Glamorous Glennis’s Big Flight And The Race To Hit Mach 1

January 20, 2022 | Samantha Henman

Glamorous Glennis’s Big Flight And The Race To Hit Mach 1

After WWII, the US Army Air Forces realized they had a surplus of two things: fantastic equipment and even better pilots. Chief among those pilots was Chuck Yeager, whose incredible journey from small-town West Virginia to helping resistance fighters in the Pyrenees eventually brought him to the Aeronautical Systems Flight Test Division—where he made his biggest splash yet.

Some Guys Have All The Luck

Chuck Yeager never would’ve become a legend without Glamorous Glennis. Who is she? Well, according to Chuck, she was his good luck charm. Yeager met and fell in love with Glennis Dickhouse before any of this happened. After that, he named any aircraft he flew Glamorous Glennis. He was probably onto something about her being good luck…

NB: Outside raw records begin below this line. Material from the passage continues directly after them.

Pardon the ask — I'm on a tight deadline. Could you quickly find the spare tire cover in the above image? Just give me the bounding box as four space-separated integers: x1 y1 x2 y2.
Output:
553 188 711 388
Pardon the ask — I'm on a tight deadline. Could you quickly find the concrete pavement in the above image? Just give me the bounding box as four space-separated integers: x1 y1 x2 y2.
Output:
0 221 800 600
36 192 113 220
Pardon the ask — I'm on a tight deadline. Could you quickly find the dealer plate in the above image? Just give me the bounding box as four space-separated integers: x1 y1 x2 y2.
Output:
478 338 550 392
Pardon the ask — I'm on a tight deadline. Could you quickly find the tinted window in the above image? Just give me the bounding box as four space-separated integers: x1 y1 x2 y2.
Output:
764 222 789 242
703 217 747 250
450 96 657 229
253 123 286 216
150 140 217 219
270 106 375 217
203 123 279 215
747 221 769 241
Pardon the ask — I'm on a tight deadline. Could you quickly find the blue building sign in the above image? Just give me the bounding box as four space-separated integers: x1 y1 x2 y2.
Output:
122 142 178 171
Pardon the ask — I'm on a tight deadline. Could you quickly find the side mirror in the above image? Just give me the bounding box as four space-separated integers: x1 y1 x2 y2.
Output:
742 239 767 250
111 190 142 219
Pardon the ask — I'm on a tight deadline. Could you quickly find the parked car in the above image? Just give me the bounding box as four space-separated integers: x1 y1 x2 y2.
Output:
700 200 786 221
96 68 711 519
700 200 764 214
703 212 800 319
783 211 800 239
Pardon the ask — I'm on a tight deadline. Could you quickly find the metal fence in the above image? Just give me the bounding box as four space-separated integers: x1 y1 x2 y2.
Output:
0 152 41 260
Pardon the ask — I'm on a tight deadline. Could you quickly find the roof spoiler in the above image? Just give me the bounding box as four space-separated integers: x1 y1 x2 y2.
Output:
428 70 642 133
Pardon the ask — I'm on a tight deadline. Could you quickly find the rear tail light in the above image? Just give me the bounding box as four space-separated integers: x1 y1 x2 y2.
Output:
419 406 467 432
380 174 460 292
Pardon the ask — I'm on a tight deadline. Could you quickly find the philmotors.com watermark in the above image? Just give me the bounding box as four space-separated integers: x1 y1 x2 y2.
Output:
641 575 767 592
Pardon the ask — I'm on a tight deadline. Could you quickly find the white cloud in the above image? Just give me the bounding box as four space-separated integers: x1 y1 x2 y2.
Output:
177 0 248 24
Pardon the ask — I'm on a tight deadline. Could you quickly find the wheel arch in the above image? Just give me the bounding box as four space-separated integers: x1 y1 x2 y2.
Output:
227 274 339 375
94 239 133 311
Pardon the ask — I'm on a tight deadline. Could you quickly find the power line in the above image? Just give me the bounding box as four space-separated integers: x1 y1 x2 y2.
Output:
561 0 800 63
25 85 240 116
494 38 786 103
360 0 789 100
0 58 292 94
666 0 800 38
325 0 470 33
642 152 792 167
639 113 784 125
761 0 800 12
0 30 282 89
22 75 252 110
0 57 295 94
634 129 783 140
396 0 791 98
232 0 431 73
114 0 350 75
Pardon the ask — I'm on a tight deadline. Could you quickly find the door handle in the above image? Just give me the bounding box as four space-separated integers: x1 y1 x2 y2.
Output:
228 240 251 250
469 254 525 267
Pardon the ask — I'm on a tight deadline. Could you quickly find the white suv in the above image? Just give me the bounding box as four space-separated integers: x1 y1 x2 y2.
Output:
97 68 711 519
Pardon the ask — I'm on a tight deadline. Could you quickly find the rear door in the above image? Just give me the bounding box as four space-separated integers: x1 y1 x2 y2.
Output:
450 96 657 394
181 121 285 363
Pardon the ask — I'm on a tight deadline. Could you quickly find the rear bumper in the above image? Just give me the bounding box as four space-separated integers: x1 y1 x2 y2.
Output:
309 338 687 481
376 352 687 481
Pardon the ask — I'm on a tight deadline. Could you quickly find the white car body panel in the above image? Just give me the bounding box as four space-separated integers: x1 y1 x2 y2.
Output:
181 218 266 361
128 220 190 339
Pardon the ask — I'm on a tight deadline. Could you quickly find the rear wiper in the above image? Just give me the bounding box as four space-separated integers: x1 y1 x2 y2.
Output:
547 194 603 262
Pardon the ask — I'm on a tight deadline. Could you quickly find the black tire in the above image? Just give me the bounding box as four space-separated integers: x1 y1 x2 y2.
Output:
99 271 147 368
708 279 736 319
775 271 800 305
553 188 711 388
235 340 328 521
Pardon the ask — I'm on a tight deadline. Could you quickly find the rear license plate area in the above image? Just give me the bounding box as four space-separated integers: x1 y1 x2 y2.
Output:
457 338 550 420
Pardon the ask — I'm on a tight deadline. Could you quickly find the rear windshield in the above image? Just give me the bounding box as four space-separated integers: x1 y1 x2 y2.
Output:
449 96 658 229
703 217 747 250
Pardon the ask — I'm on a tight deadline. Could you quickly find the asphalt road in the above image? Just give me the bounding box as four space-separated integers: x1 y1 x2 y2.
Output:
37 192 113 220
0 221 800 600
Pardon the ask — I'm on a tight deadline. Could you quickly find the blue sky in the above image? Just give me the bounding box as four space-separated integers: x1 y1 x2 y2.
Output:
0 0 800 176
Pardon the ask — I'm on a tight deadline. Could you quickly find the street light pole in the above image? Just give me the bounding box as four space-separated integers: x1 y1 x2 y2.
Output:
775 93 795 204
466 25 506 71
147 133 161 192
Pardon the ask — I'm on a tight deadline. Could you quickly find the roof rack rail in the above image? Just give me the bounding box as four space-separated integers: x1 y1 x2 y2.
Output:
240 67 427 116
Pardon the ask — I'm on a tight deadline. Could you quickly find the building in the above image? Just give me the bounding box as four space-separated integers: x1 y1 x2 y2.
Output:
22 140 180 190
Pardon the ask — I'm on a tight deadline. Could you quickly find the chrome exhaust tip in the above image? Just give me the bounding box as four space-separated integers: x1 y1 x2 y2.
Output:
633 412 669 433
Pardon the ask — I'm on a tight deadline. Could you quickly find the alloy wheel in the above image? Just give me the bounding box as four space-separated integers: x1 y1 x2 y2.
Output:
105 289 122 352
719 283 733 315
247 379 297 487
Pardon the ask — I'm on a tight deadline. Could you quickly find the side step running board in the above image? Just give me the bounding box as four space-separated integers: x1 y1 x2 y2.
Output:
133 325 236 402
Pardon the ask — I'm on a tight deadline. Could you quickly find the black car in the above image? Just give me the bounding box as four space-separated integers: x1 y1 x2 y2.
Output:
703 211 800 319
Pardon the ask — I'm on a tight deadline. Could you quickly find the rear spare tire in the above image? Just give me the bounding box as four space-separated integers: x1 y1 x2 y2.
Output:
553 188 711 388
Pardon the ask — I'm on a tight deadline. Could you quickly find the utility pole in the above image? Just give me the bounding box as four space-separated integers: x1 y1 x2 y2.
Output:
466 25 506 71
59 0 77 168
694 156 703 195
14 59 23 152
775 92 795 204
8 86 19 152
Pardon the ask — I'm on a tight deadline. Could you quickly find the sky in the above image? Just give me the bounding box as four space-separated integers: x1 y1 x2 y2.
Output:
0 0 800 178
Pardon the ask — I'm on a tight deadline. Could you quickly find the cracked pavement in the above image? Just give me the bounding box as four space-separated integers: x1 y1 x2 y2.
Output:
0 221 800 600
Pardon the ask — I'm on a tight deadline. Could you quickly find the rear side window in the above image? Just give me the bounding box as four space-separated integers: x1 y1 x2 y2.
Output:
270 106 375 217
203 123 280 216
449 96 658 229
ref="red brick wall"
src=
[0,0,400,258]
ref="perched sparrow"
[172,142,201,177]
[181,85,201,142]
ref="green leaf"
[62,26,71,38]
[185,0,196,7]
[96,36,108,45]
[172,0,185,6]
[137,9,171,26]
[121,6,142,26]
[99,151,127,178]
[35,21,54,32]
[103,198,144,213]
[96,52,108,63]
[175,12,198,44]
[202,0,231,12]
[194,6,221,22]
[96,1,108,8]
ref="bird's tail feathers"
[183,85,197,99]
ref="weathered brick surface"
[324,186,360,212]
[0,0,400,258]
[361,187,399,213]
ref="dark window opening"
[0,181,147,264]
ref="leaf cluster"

Chuck Yeager EditorialWikimedia Commons Captain Chuck Yeager sitting in Bell X-1 cockpit.

Chuck Yeager enlisted in the U.S. Army Air Forces just a few months after turning 18. He was too young and didn’t have the right background for flight training, but he had two things on his side. He possessed incredible 20/10 eyesight...and good timing. When the US entered WWII, they were suddenly in need of pilots—and Yeager was right there.

Proving Ground

Yeager was a seriously talented pilot—but he was also good on the ground. When Axis forces shot him down during his eighth mission, he made a daring escape to Spain thanks to the help of some French resistance fighters. He paid them back by aiding them in the construction of bombs and helping one of their navigators cross the Pyrenees.

Chuck Yeager EditorialWikimedia Commons "Glamorous Glen III," Chuck Yeager's P-51D during World War II.

The USAAF's rules stated that anyone who’d gone down over enemy territory couldn’t go back in. Yeager wasn't going to accept that. He confronted General Dwight D. Eisenhower himself and convinced the man to let him go back to his squadron. Ultimately, Yeager flew 61 missions during the war and won scores of awards. Still, he wasn’t done making history.

Need For Speed

With everything he’d done in WWII under his belt—plus his vast experience flying and maintaining aircraft—Yeager was eligible to become a test pilot. Once again, Yeager had good timing. He was in the right place at the right time, as the National Advisory Committee for Aeronautics was working on a program with a lofty and difficult goal. They wanted to break the sound barrier.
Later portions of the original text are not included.